The rule I'm glad I stuck to: workers only ever talk to the Orchestrator. Not to each other, not to Dave directly. And it isn't a polite guideline, it's enforced in the code. Workers don't get the tool that spawns other agents and don't get the one that sends messages, so they can't start a conversation with anything. Hub and spoke, by construction.
I needed it built that way for a selfish reason. I couldn't hold a tangle of agents talking to agents in my head. With this layout, when something breaks there's a short list of places it could have broken.
Memory that doesn't quietly lie to you
The tool I learned on used to throw away context silently to save space, so my agent would forget things mid-task with no warning. That drove me up the wall, so memory here has one rule: nothing happens silently.
Short-term daily notes fade after about a week. Milestones stick around, and the agent decides what's worth keeping. Everything is stored locally in SQLite, so it's on my machine, searchable, and pulled in only when it's needed rather than sitting in the context window costing tokens. When the agent does forget something, it's because it chose to, not because the tool truncated it behind its back.
The night it nearly killed my computer
It was not all clean decisions. One night a background loop I'd set up wrong slowly ate the machine's memory until the whole thing seized. Fans screaming, cursor stuttering, five seconds a click. I couldn't tell you which of the commands I'd pasted in caused it, because I didn't really understand any of them.
Another night I came back to a workspace wiped clean by a file-sync I'd set up wrong. Days of work gone.
That second disaster is why everything important is now stored in the database rather than loose on the filesystem, and why the system logs what it does. When something goes wrong I can actually trace it now, which I could not do on the nights I needed it most. I built the boring safety parts because I'd already lived without them.
Things I deliberately kept locked down
A few of the safety choices, in case they're useful if you build something similar:
The shell tool is off by default. It only runs inside the workspace folder, it's stripped of your secrets, it's time-limited, and you have to give an explicit confirmation before you can even turn it on. The gateway checks the origin of every connection and needs a token, so nothing connects to it without permission. API keys are encrypted at rest and never written to logs. File tools can't climb out of the workspace folder. Pipelines have hard token and cost ceilings and stop themselves if a step keeps failing, so nothing runs away with my money while I'm asleep.

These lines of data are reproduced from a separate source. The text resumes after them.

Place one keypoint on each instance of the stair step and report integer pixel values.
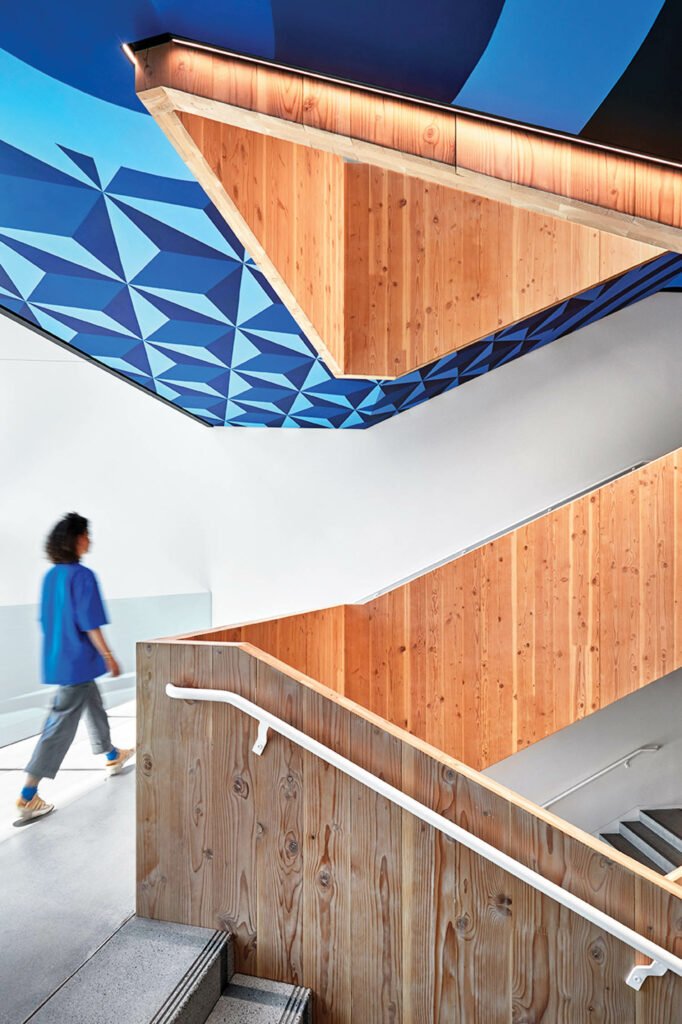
(258, 1001)
(148, 972)
(651, 845)
(667, 822)
(619, 842)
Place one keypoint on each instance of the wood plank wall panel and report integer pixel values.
(325, 884)
(516, 639)
(429, 269)
(640, 541)
(392, 271)
(292, 199)
(541, 172)
(312, 642)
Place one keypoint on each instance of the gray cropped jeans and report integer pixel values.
(59, 729)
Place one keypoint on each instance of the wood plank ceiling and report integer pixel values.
(396, 232)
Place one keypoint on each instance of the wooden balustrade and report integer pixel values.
(519, 638)
(325, 883)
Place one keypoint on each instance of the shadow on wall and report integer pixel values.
(25, 699)
(650, 716)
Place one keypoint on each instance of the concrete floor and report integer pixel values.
(67, 881)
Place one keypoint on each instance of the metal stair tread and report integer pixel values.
(256, 1000)
(148, 972)
(655, 843)
(620, 843)
(667, 819)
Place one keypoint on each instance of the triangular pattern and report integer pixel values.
(203, 329)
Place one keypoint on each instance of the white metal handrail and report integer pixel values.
(662, 960)
(649, 749)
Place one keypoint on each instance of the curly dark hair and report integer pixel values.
(60, 544)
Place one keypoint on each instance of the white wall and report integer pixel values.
(275, 521)
(309, 518)
(73, 437)
(651, 716)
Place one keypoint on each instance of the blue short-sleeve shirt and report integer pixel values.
(71, 604)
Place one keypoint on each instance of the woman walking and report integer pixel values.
(75, 652)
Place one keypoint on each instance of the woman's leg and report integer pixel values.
(57, 734)
(97, 722)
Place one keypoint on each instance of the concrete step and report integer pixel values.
(148, 972)
(667, 857)
(667, 822)
(254, 1000)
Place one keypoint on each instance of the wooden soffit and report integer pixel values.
(396, 231)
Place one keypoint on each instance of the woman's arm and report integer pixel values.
(98, 642)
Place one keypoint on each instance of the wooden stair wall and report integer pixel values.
(325, 884)
(517, 639)
(393, 230)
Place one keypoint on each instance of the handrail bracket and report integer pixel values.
(261, 738)
(641, 972)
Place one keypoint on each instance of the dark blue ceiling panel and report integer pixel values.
(108, 244)
(187, 315)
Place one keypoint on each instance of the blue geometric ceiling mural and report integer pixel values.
(110, 246)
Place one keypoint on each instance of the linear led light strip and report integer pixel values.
(130, 49)
(662, 960)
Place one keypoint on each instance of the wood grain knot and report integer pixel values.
(503, 904)
(241, 787)
(597, 952)
(292, 845)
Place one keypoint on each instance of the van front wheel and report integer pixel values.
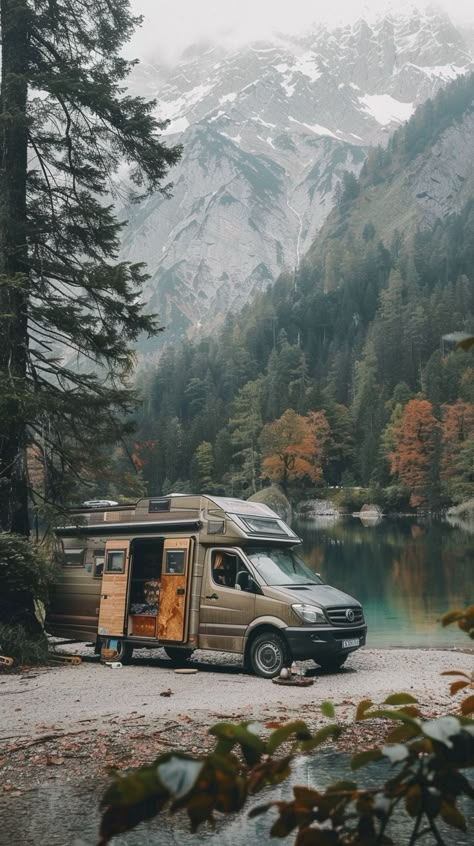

None of that is clever. It's the stuff I wish I'd had on the bad nights.
What I brought to it
What I brought was the decisions, the questions, and a refusal to let anything through that I didn't understand or that wasn't up to standard. I held a hard line on quality the whole way: if a part wasn't right, it didn't ship.
The scariest call I made was tearing out the foundation the whole thing sat on and rebuilding it to stand on its own, with no dependency on the tool I'd started with. It worked. That turns out to be enough to get to real, defensible architecture, even starting from nothing.
Try it, or tear it apart
It's free and open source. I'd honestly rather you find the holes than tell me it's nice.
- Mission Control (MIT): https://github.com/OldGenAi/mission-control
- The setup guide I wrote documenting every wall I hit (free): https://github.com/OldGenAi/wsl2-openclaw-setup-guide
If you're somewhere near where I was a couple of months back, staring at an error that might as well be in another language, sure everyone else finds this easy: it looked exactly that hopeless from my chair too. What got me through wasn't talent. It was one more question, and then one more after that.